From the book:
Tom's books total over 2,100 pages of advice. In this class he'll narrow all that down to 32 essential practices. Tom will blast though all the 32 practices, explaining what brought him to include each one on the list, plus tips for incorporating the practice, policy, or technology into your organization. You'll find some great ideas for providing better service with less effort.This was a very good session. It covers the Limoncelli Test, unsurprisingly. This is one of many attempts to come up with a Sysadmin version of the Joel Test (ServerFault tried). But this one seems to be going the distance. Do click on the link, as it leads right to the test. Tom has even written essays about each point to support its being there.
Take back to work: How to identify and fix your biggest problems, cross-train your team, strengthen your systems--and more!
- Improving sysadmin-user interaction
- Best practices for working together as a team
- Best practices for service operations
- Engineering for reliability
- Sustainable Enterprise fleet (desktop/laptop) management
- How to figure out what your team does right, and where it needs to improve
Some of the stuff in here is obvious if you've been in the industry for a while (use a ticket-tracking system, automated patching) others perhaps not so much (there are three policies that all sysadmin departments need to have defined to be effective). Some applies only to multi-person environments (pager rotations) while others are universally applicable (service monitoring).
I got a lot of goodies out of this. Some of it I had been peripherally aware of, but had never seen written up like this all in one spot before.

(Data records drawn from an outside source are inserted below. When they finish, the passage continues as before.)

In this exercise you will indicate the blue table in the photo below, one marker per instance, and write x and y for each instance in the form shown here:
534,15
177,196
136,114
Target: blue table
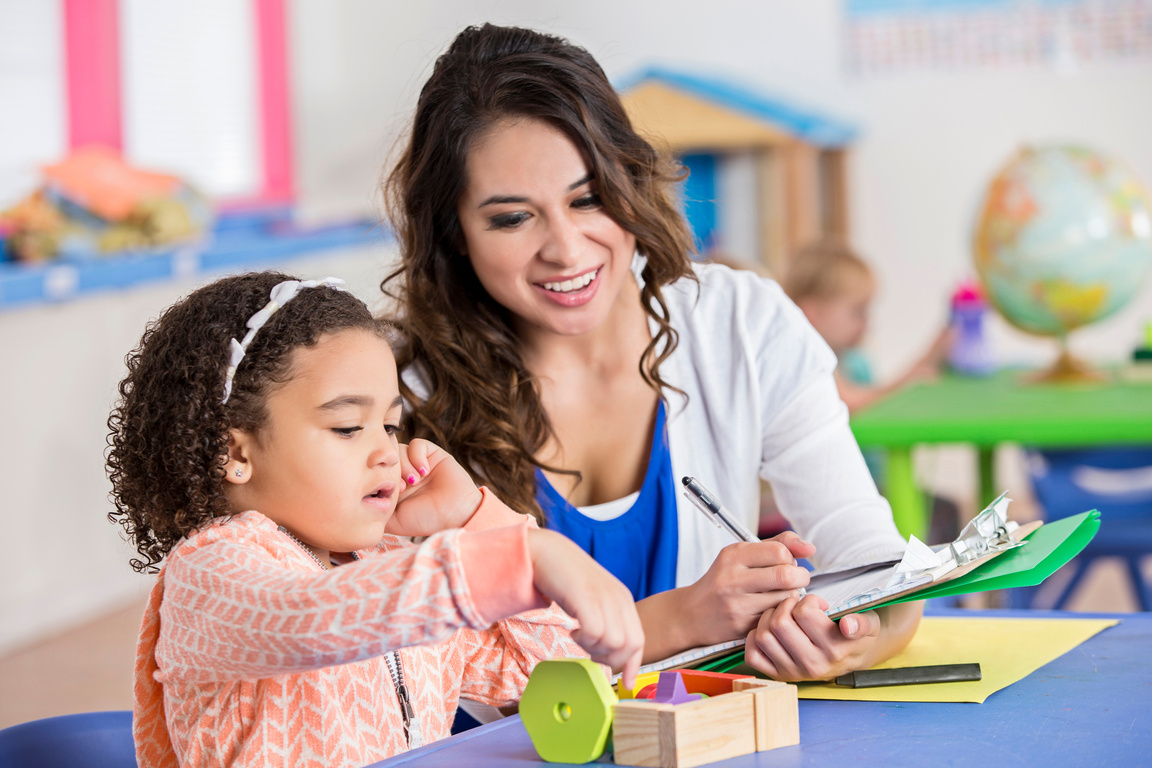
1090,707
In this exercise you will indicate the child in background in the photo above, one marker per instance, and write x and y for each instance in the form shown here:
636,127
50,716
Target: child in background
834,288
292,622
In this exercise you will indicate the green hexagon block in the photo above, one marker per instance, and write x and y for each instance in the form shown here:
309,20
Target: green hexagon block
567,709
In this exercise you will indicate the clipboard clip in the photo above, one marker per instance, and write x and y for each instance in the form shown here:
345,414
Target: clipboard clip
990,531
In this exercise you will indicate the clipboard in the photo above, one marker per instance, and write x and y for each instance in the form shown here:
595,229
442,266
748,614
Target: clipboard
1044,549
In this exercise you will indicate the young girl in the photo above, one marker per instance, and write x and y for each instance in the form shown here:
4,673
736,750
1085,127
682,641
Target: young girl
292,623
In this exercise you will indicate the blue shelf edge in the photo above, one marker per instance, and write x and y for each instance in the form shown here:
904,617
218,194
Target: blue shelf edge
25,284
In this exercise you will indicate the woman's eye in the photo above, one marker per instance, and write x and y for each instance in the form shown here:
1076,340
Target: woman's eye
590,200
508,220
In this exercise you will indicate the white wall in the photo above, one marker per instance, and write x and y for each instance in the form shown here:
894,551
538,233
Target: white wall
929,144
63,561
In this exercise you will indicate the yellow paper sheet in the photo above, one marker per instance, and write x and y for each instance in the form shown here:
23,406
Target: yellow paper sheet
1008,649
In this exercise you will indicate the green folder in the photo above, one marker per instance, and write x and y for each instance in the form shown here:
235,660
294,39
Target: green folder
1046,550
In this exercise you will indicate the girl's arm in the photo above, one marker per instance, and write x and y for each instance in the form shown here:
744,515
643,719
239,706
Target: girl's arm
499,660
236,605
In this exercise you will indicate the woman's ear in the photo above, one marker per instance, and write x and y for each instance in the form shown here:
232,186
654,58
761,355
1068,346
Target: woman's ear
239,465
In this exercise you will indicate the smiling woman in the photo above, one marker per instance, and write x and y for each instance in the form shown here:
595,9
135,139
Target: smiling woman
562,344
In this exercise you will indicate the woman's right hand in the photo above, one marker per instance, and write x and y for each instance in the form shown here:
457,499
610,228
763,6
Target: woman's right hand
609,628
744,580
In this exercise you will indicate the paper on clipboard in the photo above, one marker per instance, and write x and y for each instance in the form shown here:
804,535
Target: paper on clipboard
987,535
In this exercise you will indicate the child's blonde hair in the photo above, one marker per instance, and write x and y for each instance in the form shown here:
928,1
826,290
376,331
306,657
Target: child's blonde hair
824,270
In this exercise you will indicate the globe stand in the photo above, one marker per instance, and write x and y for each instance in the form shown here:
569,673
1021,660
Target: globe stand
1068,369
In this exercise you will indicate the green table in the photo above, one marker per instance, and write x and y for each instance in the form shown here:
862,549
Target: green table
1003,408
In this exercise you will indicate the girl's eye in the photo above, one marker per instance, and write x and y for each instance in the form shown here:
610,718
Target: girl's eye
508,220
590,200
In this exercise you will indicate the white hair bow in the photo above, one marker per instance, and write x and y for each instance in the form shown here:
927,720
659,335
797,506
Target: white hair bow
280,295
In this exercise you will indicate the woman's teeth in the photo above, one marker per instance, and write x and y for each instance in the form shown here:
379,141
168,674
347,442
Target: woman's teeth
575,283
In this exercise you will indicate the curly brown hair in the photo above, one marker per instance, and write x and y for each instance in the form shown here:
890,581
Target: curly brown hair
484,404
168,434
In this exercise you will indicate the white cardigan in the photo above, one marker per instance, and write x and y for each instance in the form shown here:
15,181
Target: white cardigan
762,402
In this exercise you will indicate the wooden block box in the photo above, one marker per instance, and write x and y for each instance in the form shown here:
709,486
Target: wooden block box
756,716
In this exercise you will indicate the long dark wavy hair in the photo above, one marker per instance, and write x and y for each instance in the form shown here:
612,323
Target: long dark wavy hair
168,434
483,403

An Ops Doc is a kind of service documentation. Each service you offer needs an ops doc and it needs to have certain things in it:
- Overview: What it is, what it does.
- Build: How to built it, get it.
- Deploy: How to install it, configure it.
- Common Tasks: What do you commonly do with it, and what kinds of issues commonly come up + resolutions.
- Pager playbook: Document alert handling.
- Disaster Recovery: What are the DR policies for this service, and how do you run them.
- Service Level Agreements: What has been promised to whom, what are the penalties. What is it, where is it, how to deal with it.
Critical? Periodic audit. Probably by a non-technical manager, such as a Project Manager. And by "non-technical" I mean someone for whom managing people is their job, not managing technology directly.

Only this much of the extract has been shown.